The textbook way isn't wrong — it's just not how anyone actually says it.
Saying a hard "T" in the middle.
In "water", the "d" between vowels sounds like a quick "d" — the tongue briefly taps the ridge behind the upper teeth. /t/ or /d/ becomes a quick tap [ɾ] — sounds like a soft D. The tongue briefly taps the ridge behind the upper teeth.
Saying a clean "dr" instead of a "j" sound.
In "drank", the "d" cluster blends into a "jr" sound — a natural American English pronunciation. /d/ shifts toward /dʒ/ ("j"), so DR sounds like "jr".

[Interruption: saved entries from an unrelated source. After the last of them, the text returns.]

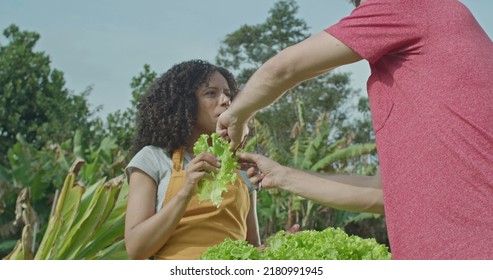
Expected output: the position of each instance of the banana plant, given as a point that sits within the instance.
(86, 223)
(310, 150)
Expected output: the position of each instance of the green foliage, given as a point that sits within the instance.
(308, 128)
(212, 189)
(121, 124)
(87, 223)
(328, 244)
(42, 170)
(33, 99)
(250, 46)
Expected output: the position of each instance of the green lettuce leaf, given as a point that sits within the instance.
(213, 189)
(328, 244)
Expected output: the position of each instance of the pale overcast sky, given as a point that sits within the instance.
(105, 43)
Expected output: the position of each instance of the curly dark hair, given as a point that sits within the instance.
(167, 112)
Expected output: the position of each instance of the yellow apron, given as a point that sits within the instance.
(204, 224)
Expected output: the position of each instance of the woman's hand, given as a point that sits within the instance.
(197, 170)
(232, 128)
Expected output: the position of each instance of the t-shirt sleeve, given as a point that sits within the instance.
(379, 27)
(147, 161)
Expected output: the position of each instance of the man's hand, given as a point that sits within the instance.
(231, 129)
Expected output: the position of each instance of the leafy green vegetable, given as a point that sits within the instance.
(329, 244)
(212, 189)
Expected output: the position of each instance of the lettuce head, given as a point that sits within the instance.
(213, 189)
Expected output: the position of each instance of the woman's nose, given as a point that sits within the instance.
(225, 99)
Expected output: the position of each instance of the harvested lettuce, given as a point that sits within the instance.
(328, 244)
(212, 189)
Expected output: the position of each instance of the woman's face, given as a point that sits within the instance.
(213, 99)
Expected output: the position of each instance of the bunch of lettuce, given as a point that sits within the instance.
(212, 189)
(329, 244)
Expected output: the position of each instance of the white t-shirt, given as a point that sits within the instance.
(156, 163)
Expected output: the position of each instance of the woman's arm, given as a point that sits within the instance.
(146, 231)
(253, 235)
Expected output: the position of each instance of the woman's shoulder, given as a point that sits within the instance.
(152, 152)
(150, 159)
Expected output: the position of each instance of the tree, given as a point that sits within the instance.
(121, 124)
(247, 48)
(34, 101)
(308, 128)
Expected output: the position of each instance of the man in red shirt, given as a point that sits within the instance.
(431, 98)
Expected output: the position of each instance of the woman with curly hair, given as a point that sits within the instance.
(164, 219)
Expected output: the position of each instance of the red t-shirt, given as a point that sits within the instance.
(431, 98)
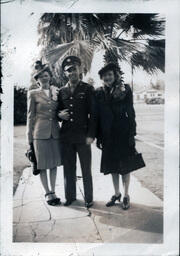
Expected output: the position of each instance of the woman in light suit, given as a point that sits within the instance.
(43, 131)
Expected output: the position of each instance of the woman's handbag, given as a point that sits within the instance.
(30, 154)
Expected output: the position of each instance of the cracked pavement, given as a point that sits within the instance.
(36, 221)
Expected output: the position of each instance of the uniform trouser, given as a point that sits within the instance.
(69, 154)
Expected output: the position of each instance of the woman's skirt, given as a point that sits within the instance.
(118, 156)
(48, 153)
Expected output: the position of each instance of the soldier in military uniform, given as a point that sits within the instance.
(77, 113)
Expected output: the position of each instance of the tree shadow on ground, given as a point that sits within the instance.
(138, 217)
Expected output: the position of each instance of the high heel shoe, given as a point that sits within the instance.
(126, 202)
(51, 199)
(113, 200)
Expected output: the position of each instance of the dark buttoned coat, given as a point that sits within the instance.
(81, 107)
(116, 127)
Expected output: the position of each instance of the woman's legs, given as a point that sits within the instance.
(52, 175)
(44, 180)
(115, 179)
(126, 181)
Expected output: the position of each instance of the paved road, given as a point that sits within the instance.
(150, 123)
(150, 142)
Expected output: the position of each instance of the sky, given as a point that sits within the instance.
(20, 23)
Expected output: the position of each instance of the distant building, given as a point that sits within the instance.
(141, 96)
(152, 93)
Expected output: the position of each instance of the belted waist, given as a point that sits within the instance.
(46, 118)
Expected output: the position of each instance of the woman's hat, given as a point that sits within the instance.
(70, 61)
(40, 68)
(110, 66)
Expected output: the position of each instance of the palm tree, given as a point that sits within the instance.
(135, 38)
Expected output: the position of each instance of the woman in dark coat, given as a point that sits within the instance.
(116, 130)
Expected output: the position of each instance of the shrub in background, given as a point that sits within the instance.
(20, 105)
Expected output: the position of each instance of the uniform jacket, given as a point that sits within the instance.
(81, 106)
(42, 122)
(113, 108)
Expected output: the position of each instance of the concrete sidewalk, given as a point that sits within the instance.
(35, 221)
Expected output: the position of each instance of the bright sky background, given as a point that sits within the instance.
(21, 23)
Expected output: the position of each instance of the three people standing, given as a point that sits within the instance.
(106, 114)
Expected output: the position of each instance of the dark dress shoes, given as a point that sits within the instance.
(113, 200)
(88, 205)
(126, 202)
(69, 202)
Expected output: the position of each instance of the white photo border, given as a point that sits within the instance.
(170, 9)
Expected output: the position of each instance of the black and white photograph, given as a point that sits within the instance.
(88, 106)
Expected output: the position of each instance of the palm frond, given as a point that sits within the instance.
(151, 59)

Pronouncing the vowel before NG too pure.
In "drank", the "a" vowel before NG shifts toward "ay" — sounding like "ay" as in "say", a distinctly American pattern — most prominent in Midwestern American English; other GenAm speakers may use a less raised vowel. Vowel changes to sound like /eɪ/ ("ay" as in "say").
Hard T at the end of a word, not a flap.
The "t" at the end of "lot" links to the vowel starting "of" — it flaps to sound like a quick "d", with the tongue briefly tapping the ridge behind the upper teeth. Same flap as within-word (R1) but spanning two words.